Fondatore dei Salesiani e delle Figlie di Maria, nel 1988 venne dichiarato, da Papa Giovanni Paolo II, "Padre e maestro della gioventù", avendo Egli rivendicato il diritto dei bimbi allo studio ed alla formazione ed avendo ad essi dedicato tutta la Sua vita. Nel 1877 fondò anche il Bollettino Salesiano che ancora oggi è diffuso nel mondo in 56 edizioni e 26 lingue, propagatosi in 135 nazioni.
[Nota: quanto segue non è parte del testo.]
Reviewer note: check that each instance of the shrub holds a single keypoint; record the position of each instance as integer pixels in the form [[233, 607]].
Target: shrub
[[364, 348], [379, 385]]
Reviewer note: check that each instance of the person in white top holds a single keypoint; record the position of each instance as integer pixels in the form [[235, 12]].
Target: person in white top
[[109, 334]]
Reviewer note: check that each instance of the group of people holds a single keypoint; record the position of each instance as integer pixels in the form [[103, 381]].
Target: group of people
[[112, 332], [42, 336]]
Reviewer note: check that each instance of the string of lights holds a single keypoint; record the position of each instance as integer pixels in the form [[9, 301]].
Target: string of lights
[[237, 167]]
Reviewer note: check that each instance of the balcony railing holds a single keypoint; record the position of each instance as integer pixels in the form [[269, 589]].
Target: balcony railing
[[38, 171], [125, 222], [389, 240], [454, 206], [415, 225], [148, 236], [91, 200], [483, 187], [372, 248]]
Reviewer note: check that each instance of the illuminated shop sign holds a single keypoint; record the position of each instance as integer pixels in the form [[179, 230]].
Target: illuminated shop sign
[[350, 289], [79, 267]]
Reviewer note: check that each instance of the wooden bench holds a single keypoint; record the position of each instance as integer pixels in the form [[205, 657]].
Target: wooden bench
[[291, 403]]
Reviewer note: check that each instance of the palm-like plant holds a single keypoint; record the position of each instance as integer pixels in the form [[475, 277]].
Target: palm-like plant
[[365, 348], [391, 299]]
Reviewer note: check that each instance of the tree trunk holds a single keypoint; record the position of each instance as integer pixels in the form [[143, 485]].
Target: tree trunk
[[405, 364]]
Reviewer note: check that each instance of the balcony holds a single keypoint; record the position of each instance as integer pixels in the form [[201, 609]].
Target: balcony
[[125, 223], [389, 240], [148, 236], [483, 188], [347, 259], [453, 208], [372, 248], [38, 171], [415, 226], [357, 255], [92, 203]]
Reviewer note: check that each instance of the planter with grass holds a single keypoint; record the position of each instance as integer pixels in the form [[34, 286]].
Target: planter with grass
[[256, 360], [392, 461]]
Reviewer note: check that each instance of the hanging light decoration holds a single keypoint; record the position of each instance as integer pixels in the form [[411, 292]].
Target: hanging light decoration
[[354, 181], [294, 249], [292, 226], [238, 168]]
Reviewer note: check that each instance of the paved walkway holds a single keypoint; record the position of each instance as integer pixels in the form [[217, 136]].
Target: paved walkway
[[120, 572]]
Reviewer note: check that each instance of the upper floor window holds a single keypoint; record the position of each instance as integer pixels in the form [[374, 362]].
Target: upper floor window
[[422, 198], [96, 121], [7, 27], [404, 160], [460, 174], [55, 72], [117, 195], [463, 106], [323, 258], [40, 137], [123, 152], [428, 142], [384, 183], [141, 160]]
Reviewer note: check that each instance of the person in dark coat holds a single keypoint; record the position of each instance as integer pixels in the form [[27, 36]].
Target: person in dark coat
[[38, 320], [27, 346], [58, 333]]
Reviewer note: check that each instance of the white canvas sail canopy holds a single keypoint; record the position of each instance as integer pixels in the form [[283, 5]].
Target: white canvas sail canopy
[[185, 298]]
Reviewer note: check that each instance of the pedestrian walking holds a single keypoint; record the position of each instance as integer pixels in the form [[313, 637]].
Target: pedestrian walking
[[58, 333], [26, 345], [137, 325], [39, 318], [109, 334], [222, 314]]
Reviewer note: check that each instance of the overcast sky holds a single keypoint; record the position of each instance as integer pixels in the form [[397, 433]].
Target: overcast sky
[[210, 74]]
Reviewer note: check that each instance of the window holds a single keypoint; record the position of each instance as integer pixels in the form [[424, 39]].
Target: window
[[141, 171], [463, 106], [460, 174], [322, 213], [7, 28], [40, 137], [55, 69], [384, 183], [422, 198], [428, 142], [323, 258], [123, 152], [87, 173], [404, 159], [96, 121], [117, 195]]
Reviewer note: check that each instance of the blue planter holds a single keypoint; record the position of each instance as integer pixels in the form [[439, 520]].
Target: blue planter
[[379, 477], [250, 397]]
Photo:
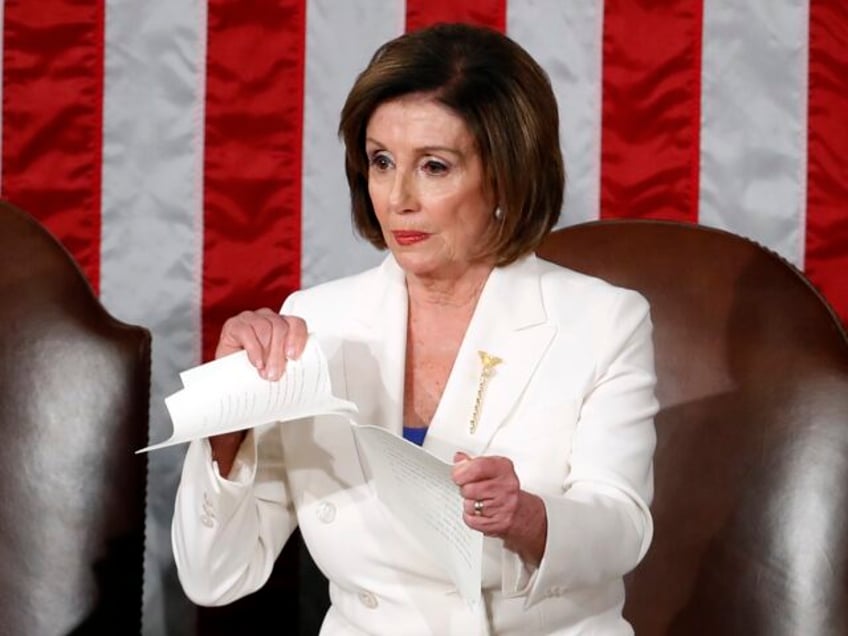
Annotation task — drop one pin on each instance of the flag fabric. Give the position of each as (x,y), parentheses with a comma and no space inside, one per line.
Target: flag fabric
(185,151)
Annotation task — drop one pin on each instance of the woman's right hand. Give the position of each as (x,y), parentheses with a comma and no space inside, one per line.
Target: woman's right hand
(269,340)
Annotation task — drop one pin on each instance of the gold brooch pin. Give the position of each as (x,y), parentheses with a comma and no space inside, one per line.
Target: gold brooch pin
(489,363)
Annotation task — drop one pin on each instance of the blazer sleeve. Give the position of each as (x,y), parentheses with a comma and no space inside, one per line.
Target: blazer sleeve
(227,533)
(601,526)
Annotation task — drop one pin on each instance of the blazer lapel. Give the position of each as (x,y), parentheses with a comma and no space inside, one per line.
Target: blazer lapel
(374,353)
(510,322)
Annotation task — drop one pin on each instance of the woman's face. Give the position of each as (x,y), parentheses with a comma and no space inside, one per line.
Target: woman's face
(427,186)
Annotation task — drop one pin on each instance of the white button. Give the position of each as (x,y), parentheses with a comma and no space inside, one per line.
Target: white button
(326,512)
(368,599)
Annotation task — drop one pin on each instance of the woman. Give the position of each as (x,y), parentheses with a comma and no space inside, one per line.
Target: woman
(535,380)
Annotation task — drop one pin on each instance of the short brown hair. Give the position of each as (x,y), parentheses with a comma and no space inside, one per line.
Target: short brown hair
(506,100)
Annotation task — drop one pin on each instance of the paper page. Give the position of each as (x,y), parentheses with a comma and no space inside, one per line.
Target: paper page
(228,395)
(417,487)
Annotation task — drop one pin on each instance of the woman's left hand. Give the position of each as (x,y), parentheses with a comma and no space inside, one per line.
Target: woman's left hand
(496,506)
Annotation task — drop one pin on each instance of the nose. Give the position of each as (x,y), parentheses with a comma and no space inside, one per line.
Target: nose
(402,194)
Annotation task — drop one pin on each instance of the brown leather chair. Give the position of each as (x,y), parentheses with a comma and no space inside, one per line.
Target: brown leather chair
(751,467)
(74,391)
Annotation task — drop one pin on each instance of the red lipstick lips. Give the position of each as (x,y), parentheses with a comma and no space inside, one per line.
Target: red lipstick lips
(407,237)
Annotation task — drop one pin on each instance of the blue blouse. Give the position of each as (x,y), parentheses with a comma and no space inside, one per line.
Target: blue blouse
(415,435)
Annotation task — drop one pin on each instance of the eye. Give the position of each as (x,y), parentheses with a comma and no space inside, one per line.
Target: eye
(434,167)
(379,161)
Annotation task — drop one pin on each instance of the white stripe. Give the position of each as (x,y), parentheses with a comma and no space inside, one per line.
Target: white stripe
(753,135)
(340,39)
(566,38)
(151,248)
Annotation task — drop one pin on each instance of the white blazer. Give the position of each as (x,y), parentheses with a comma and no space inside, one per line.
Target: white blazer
(572,406)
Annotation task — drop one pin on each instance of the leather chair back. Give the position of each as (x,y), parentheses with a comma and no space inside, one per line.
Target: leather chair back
(751,467)
(74,392)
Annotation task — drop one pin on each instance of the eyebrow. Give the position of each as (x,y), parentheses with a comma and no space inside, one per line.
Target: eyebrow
(423,149)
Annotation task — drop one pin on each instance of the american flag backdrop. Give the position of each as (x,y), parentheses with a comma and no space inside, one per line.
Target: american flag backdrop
(185,151)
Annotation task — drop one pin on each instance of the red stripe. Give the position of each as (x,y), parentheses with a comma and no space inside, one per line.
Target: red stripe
(53,119)
(826,250)
(252,189)
(490,13)
(651,109)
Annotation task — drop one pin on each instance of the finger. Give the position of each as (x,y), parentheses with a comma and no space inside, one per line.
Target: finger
(296,337)
(274,331)
(238,333)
La Sua pedagogia può essere sintetizzata nel " sistema preventivo" che si basa su tre pilastri: religione, ragione ed amorevolezza, proponendosi di formare buoni cristiani ed onesti cittadini. Uno dei veri capolavori della Sua pedagogia è rappresentato da San Domenico Savio.
Con questi convincimenti ed in perfetto orario, insieme a Federico ed alle nostre mogli, partecipo alla S. Messa Solenne delle ore 18 e poiché siamo arrivati con un certo anticipo, possiamo prendere parte anche ai riti finali dell'Ora di Adorazione ed alla Benedizione Eucaristica.
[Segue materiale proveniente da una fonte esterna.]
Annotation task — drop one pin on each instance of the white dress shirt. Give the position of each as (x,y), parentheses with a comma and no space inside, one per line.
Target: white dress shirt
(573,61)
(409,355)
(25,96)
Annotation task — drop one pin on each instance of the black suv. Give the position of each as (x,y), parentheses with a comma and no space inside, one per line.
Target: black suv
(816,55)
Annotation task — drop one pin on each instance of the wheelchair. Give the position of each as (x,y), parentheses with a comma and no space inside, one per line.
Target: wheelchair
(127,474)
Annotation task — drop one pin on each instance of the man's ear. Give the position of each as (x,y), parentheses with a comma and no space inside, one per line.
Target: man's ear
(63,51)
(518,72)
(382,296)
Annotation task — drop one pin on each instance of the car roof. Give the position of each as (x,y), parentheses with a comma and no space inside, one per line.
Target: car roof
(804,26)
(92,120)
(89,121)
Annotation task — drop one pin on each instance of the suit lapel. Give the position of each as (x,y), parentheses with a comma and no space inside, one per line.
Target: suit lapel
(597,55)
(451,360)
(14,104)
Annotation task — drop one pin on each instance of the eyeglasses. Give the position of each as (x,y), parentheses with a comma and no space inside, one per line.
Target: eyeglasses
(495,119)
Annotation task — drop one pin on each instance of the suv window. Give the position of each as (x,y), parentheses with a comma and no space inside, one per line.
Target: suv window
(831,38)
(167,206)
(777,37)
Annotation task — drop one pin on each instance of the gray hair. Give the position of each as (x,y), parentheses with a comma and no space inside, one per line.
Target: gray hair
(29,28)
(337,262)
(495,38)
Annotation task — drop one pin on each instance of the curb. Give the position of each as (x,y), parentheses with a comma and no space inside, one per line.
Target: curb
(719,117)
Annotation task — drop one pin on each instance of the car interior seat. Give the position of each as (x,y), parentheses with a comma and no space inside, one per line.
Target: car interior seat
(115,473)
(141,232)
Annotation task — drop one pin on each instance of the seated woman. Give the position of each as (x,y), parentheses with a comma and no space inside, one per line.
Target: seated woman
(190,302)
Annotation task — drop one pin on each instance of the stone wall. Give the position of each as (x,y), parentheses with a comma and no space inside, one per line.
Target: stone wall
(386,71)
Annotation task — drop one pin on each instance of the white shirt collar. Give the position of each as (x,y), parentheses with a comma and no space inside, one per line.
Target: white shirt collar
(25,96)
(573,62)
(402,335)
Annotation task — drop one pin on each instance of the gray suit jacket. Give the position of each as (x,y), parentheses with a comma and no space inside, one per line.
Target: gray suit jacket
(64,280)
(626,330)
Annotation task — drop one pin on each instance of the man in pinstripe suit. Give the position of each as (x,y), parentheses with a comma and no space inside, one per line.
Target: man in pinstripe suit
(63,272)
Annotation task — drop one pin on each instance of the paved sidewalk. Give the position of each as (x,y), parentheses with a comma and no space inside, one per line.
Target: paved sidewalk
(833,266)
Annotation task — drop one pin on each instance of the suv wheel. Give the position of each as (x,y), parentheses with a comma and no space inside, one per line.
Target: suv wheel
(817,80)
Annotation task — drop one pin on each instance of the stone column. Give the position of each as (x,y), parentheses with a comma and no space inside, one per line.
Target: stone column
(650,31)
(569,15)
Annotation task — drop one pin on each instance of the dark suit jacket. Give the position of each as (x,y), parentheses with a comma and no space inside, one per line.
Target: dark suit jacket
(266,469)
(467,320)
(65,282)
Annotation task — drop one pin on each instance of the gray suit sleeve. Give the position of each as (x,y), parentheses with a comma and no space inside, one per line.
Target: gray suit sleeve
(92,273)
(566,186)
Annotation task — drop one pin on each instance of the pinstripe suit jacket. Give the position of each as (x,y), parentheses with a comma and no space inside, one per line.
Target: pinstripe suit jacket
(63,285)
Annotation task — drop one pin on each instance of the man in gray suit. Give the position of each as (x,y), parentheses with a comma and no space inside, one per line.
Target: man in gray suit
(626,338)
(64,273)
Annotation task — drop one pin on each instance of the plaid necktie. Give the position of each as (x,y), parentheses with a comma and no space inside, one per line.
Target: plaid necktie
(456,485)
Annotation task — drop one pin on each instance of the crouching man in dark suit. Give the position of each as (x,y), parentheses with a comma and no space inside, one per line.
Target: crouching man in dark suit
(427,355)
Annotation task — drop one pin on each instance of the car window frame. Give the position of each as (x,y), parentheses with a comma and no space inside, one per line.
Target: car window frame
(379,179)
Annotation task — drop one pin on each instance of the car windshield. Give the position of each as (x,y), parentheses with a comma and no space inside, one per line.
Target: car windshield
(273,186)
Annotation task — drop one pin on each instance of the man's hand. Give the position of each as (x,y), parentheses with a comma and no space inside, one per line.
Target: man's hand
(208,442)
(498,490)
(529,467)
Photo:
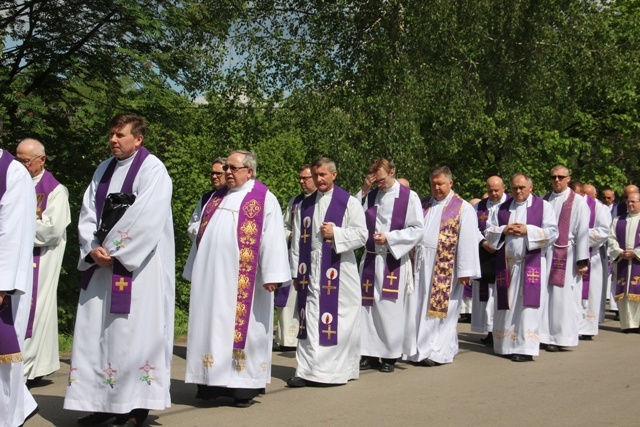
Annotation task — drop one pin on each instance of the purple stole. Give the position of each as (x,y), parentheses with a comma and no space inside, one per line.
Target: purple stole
(249,234)
(624,264)
(46,185)
(532,261)
(622,210)
(283,293)
(392,265)
(561,247)
(445,255)
(586,279)
(9,345)
(329,270)
(121,279)
(208,209)
(482,213)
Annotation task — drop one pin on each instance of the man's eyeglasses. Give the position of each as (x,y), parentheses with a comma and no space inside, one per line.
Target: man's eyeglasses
(233,169)
(27,162)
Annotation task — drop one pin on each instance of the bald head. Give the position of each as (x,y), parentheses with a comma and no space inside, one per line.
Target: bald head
(630,189)
(590,190)
(32,146)
(30,152)
(404,182)
(608,196)
(495,189)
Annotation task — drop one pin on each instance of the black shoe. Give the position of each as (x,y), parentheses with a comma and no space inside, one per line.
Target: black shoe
(387,367)
(369,363)
(488,340)
(95,419)
(521,358)
(296,382)
(243,403)
(428,362)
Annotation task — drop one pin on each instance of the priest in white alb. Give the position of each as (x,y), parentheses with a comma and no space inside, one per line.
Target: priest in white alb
(446,261)
(41,356)
(394,221)
(523,230)
(327,229)
(17,232)
(562,305)
(238,258)
(594,282)
(123,341)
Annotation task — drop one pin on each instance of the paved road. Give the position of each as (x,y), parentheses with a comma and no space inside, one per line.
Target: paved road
(595,384)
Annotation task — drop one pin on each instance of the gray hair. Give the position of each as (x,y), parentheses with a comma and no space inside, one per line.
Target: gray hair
(441,170)
(524,175)
(558,167)
(325,161)
(36,146)
(220,160)
(250,160)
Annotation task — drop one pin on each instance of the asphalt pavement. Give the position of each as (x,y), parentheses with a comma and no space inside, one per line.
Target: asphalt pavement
(594,384)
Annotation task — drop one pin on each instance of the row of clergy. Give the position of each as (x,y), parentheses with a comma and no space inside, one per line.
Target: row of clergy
(401,302)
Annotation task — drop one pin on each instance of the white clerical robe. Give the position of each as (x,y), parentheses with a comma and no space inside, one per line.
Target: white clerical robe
(287,317)
(598,270)
(17,231)
(121,362)
(339,363)
(41,350)
(563,307)
(212,269)
(517,330)
(482,317)
(629,310)
(384,324)
(437,338)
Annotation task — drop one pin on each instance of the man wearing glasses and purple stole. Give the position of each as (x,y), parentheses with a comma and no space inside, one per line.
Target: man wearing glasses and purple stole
(52,218)
(123,341)
(217,182)
(235,264)
(562,297)
(624,252)
(286,337)
(328,227)
(18,230)
(394,220)
(523,230)
(446,261)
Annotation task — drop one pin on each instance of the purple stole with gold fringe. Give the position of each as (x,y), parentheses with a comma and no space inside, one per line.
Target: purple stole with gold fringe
(445,255)
(561,247)
(282,295)
(9,345)
(329,269)
(482,212)
(586,279)
(121,279)
(532,261)
(208,209)
(391,276)
(623,265)
(44,187)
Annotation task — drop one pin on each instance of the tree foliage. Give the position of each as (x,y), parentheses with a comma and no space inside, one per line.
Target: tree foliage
(484,86)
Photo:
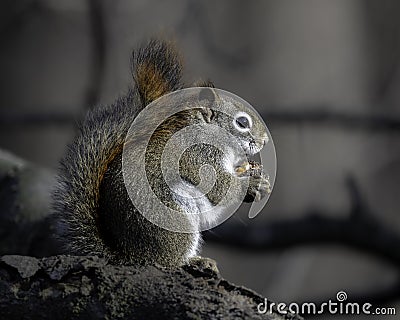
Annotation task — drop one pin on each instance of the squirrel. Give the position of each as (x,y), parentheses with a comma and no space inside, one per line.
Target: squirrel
(93,212)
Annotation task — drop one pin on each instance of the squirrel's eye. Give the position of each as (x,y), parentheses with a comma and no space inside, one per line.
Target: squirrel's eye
(242,122)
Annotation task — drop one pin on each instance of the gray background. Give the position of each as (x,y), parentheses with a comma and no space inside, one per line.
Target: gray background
(289,59)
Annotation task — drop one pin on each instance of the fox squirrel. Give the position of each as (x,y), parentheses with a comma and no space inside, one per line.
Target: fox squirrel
(93,211)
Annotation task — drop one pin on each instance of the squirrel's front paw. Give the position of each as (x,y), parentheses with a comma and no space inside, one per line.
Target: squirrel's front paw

La chiesa è veramente gremita di fedeli, corsi da tutte le parrocchie del Vicariato, insieme ai loro parroci ed a Don Romano che ci onora sempre della sua preziosa partecipazione e collaborazione. Celebra la S.Messa don Federico Ratti della parrocchia di Santa Maria Assunta di  Sarzana, che è stato ordinato sacerdote il 24.11.2018 e con lui sono saliti a quattro i sacerdoti ordinati nella nostra diocesi, nel corso del 2018. Infatti, nel mese di marzo erano stati ordinati anche don Alessio Batti, don Stefano Ricci e don Emilio Valle.
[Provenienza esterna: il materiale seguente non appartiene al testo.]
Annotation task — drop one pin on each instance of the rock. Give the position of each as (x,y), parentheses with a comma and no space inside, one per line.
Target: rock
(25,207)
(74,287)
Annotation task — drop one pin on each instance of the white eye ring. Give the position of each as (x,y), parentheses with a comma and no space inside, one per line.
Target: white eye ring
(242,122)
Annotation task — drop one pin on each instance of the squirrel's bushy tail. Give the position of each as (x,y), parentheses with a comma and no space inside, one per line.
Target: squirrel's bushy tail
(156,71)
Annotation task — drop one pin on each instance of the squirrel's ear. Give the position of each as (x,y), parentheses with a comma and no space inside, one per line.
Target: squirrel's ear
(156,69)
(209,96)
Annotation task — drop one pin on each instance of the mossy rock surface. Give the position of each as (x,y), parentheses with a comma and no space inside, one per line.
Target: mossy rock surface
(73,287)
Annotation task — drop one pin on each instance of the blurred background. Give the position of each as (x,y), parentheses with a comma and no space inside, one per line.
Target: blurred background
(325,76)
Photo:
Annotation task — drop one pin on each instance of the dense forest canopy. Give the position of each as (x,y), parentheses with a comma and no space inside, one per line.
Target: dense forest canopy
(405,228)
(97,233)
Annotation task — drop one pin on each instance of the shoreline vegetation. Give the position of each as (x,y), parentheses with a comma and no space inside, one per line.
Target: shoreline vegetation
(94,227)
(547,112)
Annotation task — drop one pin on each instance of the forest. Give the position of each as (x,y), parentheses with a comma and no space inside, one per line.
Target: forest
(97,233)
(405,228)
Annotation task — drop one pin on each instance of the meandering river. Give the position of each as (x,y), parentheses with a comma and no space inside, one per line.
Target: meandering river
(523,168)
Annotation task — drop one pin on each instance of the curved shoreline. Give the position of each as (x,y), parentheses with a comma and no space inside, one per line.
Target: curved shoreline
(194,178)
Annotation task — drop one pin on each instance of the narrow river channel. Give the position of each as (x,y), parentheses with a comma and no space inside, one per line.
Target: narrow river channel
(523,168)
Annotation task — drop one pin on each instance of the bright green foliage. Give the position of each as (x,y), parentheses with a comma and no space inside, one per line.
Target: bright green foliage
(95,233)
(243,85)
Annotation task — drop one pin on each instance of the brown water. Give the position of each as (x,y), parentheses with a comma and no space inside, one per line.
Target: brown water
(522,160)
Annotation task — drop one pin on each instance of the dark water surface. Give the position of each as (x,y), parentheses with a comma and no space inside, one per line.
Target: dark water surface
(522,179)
Anche il coro è totalmente presente, diretto come sempre da Nicoletta che accompagna al l'organo. Bellissimi i canti eseguiti, a sottolineare la primaria importanza riservata a questa ricorrenza. Molto profonda l'omelia tenuta da don Federico Ratti che di seguito riporto: "Giovanni  Bosco è vissuto sempre in povertà. Ben presto, a nove anni, viene segnato anche dalla perdita del padre. Provvede poi a tutto la madre, con immenso sacrificio, che riesce anche a farLo studiare ed a farLo diventare sacerdote. Come sacerdote, non dimentica una ispirazione divina che ha avuto proprio quando era piccolo e che Gli diceva proprio di occuparsi dei giovani ed in particolar modo di quelli più abbandonati. E quando Lui è diventato prete, Torino brulicava di ragazzi abbandonati, di ragazzi orfani. Era un periodo in cui Torino era in grande espansione. Incominciavano ad esserci delle industrie e questo comportava che molti arrivavano nella grande città e poi cercavano di vivere un po' alla giornata.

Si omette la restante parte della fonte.